Leaving your dog in a hot car is like putting someone in an oven, Northland dog owner Rachael Chester warns.
Her 4-year-old SPCA rescue dog Dr Seuss nearly died on Tuesday when he was accidentally shut in her car for nearly two hours.
The border collie-retriever cross had snuck into the back of the vehicle, the car door was then closed, and his disappearance was not noticed until Ms Chester went to feed the dogs two hours later. "He came out of the car and kept collapsing. His skin and eyes were dark red.
"We hosed him down, chucked buckets over him, anything to cool him down. Then we rang the vets, who said to bring him in immediately," she said.
"The vets told us that his organs had effectively started to cook. They had to give him a cold IV to cool his core."
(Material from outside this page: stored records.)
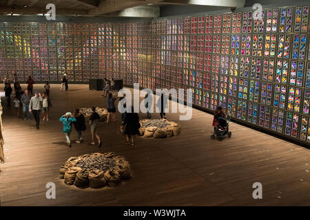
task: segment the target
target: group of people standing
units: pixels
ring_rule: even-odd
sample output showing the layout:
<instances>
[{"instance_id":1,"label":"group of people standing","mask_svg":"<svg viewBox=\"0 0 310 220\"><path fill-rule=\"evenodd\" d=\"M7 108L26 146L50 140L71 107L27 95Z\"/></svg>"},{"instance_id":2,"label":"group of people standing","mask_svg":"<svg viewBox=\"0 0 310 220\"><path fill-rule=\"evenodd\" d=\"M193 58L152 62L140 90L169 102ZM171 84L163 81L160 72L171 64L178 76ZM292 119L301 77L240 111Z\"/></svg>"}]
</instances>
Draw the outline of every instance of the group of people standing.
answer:
<instances>
[{"instance_id":1,"label":"group of people standing","mask_svg":"<svg viewBox=\"0 0 310 220\"><path fill-rule=\"evenodd\" d=\"M61 91L67 91L68 89L68 78L67 78L67 74L63 74L63 77L61 77Z\"/></svg>"},{"instance_id":2,"label":"group of people standing","mask_svg":"<svg viewBox=\"0 0 310 220\"><path fill-rule=\"evenodd\" d=\"M10 96L12 89L9 80L4 79L5 93L7 100L7 106L10 106ZM50 83L46 81L44 85L45 91L41 94L37 91L33 93L33 85L34 80L29 76L27 80L27 89L22 91L19 82L15 76L14 79L14 88L15 90L15 98L13 100L14 107L18 118L20 117L21 109L23 111L23 120L30 120L30 115L32 114L36 121L37 129L39 129L40 113L43 113L43 120L49 120L48 113L50 107L52 107L52 102L50 99ZM32 96L33 94L33 96Z\"/></svg>"},{"instance_id":3,"label":"group of people standing","mask_svg":"<svg viewBox=\"0 0 310 220\"><path fill-rule=\"evenodd\" d=\"M90 127L92 142L91 145L96 145L96 139L98 141L98 146L101 146L102 141L101 140L99 134L99 120L100 116L96 112L96 107L92 107L92 113L90 117L89 125ZM67 145L71 147L72 143L70 140L70 133L72 132L72 124L77 133L77 140L76 143L81 143L83 142L82 139L82 131L86 130L85 120L83 114L81 112L80 109L76 109L73 115L71 112L67 112L65 115L61 117L59 119L61 122L63 122L63 132L65 133L65 138L67 140Z\"/></svg>"}]
</instances>

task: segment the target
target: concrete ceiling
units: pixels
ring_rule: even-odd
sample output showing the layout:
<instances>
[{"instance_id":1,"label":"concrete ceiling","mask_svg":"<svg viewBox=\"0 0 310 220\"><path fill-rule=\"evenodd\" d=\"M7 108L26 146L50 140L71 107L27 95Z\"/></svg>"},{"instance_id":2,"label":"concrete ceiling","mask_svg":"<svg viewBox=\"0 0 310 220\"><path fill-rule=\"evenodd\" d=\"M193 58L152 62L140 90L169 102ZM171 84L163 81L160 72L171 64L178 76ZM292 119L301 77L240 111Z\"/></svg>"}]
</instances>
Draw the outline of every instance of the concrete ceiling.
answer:
<instances>
[{"instance_id":1,"label":"concrete ceiling","mask_svg":"<svg viewBox=\"0 0 310 220\"><path fill-rule=\"evenodd\" d=\"M159 16L161 6L201 6L236 8L245 0L0 0L0 15L45 14L48 3L56 15Z\"/></svg>"}]
</instances>

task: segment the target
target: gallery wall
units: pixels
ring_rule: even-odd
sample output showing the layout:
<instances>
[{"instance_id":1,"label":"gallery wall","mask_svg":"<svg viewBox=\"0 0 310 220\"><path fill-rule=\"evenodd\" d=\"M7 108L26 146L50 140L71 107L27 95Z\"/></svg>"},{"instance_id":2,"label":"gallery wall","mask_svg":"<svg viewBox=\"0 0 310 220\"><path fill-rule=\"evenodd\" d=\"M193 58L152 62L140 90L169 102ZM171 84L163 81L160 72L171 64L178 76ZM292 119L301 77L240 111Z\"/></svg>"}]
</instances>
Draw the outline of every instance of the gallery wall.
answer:
<instances>
[{"instance_id":1,"label":"gallery wall","mask_svg":"<svg viewBox=\"0 0 310 220\"><path fill-rule=\"evenodd\" d=\"M1 17L0 77L57 82L66 72L76 83L107 77L190 89L194 106L222 106L242 123L307 144L309 6L260 15L243 8L126 21Z\"/></svg>"}]
</instances>

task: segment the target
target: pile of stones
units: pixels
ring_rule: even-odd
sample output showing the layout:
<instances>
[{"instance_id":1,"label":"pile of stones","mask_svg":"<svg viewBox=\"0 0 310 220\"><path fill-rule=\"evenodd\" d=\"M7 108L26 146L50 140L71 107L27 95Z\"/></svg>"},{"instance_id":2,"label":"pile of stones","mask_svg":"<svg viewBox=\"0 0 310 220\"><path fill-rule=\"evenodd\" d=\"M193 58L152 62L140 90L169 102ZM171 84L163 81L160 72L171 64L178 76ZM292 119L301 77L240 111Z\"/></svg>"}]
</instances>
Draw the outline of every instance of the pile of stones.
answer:
<instances>
[{"instance_id":1,"label":"pile of stones","mask_svg":"<svg viewBox=\"0 0 310 220\"><path fill-rule=\"evenodd\" d=\"M71 157L60 168L60 178L65 184L77 187L112 187L130 177L129 162L113 152Z\"/></svg>"},{"instance_id":2,"label":"pile of stones","mask_svg":"<svg viewBox=\"0 0 310 220\"><path fill-rule=\"evenodd\" d=\"M140 121L140 135L144 138L166 138L177 136L180 124L165 119L145 119Z\"/></svg>"},{"instance_id":3,"label":"pile of stones","mask_svg":"<svg viewBox=\"0 0 310 220\"><path fill-rule=\"evenodd\" d=\"M84 115L85 120L87 122L90 120L90 117L92 116L92 108L81 108L80 109L81 112ZM104 122L107 118L107 109L105 108L96 108L96 111L100 116L100 121Z\"/></svg>"}]
</instances>

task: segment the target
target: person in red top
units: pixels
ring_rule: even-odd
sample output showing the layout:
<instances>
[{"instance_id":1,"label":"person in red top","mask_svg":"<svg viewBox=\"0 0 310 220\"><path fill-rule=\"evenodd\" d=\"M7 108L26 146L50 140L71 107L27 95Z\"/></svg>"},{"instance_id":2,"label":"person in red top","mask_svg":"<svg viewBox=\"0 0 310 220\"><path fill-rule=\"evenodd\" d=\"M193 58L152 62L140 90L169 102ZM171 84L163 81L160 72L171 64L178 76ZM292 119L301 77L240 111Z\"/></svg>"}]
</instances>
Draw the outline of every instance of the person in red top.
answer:
<instances>
[{"instance_id":1,"label":"person in red top","mask_svg":"<svg viewBox=\"0 0 310 220\"><path fill-rule=\"evenodd\" d=\"M32 94L32 90L33 90L33 85L34 84L34 81L32 78L31 78L31 76L29 76L28 79L27 80L28 89L30 94Z\"/></svg>"}]
</instances>

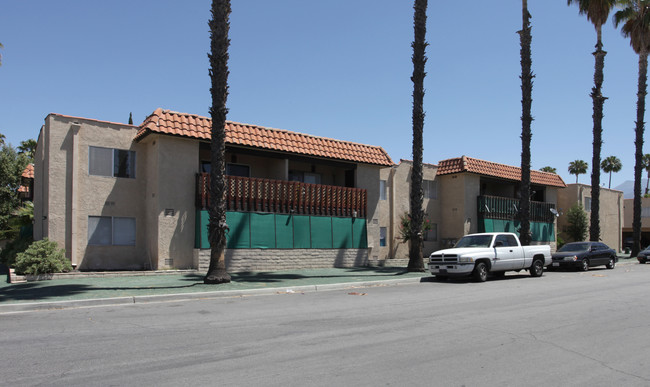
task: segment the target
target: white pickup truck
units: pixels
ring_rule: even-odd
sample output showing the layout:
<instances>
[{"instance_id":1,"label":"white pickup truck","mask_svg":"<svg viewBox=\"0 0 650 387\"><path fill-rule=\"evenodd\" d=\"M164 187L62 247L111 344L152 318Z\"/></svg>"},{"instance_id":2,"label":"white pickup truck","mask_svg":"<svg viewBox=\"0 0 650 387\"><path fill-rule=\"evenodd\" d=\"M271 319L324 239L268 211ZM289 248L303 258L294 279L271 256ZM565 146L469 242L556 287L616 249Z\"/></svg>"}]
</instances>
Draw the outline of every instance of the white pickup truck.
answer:
<instances>
[{"instance_id":1,"label":"white pickup truck","mask_svg":"<svg viewBox=\"0 0 650 387\"><path fill-rule=\"evenodd\" d=\"M540 277L551 262L549 245L522 246L516 234L493 232L465 235L454 248L431 253L429 271L438 279L471 275L484 282L488 273L504 275L511 270L528 270Z\"/></svg>"}]
</instances>

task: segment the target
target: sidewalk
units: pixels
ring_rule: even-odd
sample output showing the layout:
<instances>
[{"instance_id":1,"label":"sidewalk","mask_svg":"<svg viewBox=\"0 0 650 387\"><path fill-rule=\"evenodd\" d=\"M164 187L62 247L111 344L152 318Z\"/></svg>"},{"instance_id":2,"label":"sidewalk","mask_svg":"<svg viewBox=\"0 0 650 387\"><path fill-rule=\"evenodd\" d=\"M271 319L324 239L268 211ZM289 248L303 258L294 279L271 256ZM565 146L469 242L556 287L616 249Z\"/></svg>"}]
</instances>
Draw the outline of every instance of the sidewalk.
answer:
<instances>
[{"instance_id":1,"label":"sidewalk","mask_svg":"<svg viewBox=\"0 0 650 387\"><path fill-rule=\"evenodd\" d=\"M618 265L637 263L619 255ZM0 283L0 313L119 305L259 294L291 294L368 286L417 283L428 272L409 273L404 267L305 269L231 273L222 285L203 284L203 274L128 275Z\"/></svg>"},{"instance_id":2,"label":"sidewalk","mask_svg":"<svg viewBox=\"0 0 650 387\"><path fill-rule=\"evenodd\" d=\"M360 267L230 275L232 281L222 285L205 285L198 273L2 283L0 313L389 285L419 282L430 274L408 273L403 267Z\"/></svg>"}]
</instances>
Dr Seuss spent two nights at the Mill Rd veterinary clinic, before being given the all-clear to head back with Ms Chester to their Mangakahia home.
"It's a miracle that he survived - 90 per cent of dogs do not survive it. It's pretty horrendous," Ms Chester said.
"Basically for a dog, a car is like being put in an oven."
Ms Chester said that when she arrived at the vets she was told there had been two dogs in the past week that had come in for the same reason.
"I feel so blessed Dr Seuss survived. I'm very, very lucky. My heart goes out to those whose pets didn't."
Ryan Cattin was the Mill Rd vet who looked after Dr Seuss.
"The main thing people need to know is how easily it happens. Be very wary in the summer months," he said. "If it does happen, the first thing you want to do is cool them down, use a hose or any form of water you can, and call your vet."